Não imaginam o quanto isto significava para mim. Sempre valeu mais do que o melhor presente do mundo. Era tudo, era a razão de eu viver aquele dia.
Nos idos anos 80, imaginava a minha mãe, tantas vezes ao frio outonal, a correr para a casa da sua madrinha, lá no fundo da aldeia, onde estava instalado o único telefone do povoado, para me ligar e mandar chamar ao pbx, para me dizer aquela declaração de amor. Ou o cuidado que ela tinha em escrever uma carta, a contar os dias para que chegasse no dia 30, com uma nota de 50 ou até 100 escudos lá dentro como prenda.
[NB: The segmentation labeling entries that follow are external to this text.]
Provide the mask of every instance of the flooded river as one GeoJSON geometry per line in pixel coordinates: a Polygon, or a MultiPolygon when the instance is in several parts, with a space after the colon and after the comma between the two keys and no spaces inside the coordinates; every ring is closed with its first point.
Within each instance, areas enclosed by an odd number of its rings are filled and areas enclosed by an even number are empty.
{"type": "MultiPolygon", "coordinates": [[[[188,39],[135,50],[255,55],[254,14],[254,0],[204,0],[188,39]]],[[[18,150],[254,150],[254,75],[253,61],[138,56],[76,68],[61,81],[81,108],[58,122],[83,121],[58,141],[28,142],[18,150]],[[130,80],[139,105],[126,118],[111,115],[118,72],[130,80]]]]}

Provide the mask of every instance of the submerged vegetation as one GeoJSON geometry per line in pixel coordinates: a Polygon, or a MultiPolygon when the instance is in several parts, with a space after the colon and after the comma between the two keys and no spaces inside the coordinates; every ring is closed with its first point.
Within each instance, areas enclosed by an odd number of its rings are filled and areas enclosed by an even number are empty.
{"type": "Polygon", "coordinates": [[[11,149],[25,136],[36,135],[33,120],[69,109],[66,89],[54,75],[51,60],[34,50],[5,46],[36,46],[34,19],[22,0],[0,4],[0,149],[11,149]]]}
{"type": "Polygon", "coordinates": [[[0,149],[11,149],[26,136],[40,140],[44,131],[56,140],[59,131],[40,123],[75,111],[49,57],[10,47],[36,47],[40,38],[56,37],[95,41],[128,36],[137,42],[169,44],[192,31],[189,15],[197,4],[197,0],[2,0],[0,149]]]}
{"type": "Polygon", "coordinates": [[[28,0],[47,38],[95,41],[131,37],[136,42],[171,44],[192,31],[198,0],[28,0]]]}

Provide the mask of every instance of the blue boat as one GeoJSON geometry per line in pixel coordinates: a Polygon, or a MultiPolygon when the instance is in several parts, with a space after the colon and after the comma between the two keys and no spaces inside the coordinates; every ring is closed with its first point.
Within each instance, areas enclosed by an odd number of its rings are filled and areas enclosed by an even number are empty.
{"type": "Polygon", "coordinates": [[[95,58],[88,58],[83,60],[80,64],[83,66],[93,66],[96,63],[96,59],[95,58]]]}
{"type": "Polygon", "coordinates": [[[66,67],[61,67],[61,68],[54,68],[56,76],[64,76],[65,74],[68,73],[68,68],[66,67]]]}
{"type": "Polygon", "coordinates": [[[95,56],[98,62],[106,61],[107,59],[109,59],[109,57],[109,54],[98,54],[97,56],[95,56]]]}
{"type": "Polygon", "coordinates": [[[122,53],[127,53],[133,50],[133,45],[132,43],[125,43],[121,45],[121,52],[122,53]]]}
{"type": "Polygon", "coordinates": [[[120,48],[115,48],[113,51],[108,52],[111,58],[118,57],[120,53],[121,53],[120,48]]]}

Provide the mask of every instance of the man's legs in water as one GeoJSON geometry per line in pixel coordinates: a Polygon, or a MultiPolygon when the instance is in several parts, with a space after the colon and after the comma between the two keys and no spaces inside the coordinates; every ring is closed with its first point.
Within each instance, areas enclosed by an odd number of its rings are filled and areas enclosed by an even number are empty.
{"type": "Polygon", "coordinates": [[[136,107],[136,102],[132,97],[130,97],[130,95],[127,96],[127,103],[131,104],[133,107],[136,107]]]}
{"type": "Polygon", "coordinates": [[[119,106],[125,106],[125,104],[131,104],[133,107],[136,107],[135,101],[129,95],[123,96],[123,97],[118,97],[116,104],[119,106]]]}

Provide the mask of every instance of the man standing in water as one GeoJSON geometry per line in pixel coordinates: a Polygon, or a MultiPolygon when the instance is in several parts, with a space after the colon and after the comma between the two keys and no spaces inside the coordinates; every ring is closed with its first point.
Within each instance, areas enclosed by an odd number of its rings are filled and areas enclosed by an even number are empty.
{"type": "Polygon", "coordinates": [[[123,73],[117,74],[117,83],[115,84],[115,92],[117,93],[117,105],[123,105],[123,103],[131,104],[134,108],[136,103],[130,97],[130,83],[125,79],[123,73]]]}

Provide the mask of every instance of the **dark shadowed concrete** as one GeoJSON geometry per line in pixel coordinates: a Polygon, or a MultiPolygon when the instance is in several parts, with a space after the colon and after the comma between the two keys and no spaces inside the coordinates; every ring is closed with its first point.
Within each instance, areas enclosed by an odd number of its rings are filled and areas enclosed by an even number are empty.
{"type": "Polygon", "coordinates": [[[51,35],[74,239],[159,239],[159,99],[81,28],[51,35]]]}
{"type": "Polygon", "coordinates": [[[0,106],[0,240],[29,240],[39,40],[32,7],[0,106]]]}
Até meados dos anos 90 não havia telemóveis, a internet era uma modernice inacessível a quase todos... mas lá ela ligava para casa ao fim do dia para me deixar ser a pessoa mais feliz do mundo.
Depois, vinha a meia noite e o dia 30 de setembro passava a ser um dia no calendário recente que ser foi.
Vinte e um dia depois, em Outubro, era a minha vês de lhe ligar e dizer o quanto a amava pelo seu aniversário.
Quanto ela gostava disso.
Este ano, o dia 30 de setembro reserva-me os 50 anos. Numero redondo e bonito... mas não terei a minha prenda. Não terei a minha carta e o meu telefonema. Não ouvirei do outro lado a voz que me embala.
O Kito de sua mamã não terá direito àquela corrida ao telefone publico, único na aldeia, para ouvir a sua voz dizer: "feliz aniversário filho".... serei feliz por ti mãe. Pelas corridas que deste aldeia abaixo, pelas cartas que escreveste, pelo amor que me dedicaste, pelo teu simples olhar ternurento, a enfeitar o sorriso mais perfeito do mundo.
O dia vai passar, o telemóvel vai estar mudo. Vou ligar ao pai. Sim, porque há 50 anos se eu nasci é porque alguém foi pai também.
Ele não liga muito a estas festas, mas recusou-se a celebrar o aniversário dele há uns meses.
Se calhar porque não tinha a sua "velhota" (velhos são os trapos dizias tu em tom repressivo), a morder-lhe a bochecha e a dar-lhe um abraço.
São 50 anos mãe, amanhã... e parece que ainda agora tudo vai começar, mas de uma forma diferente.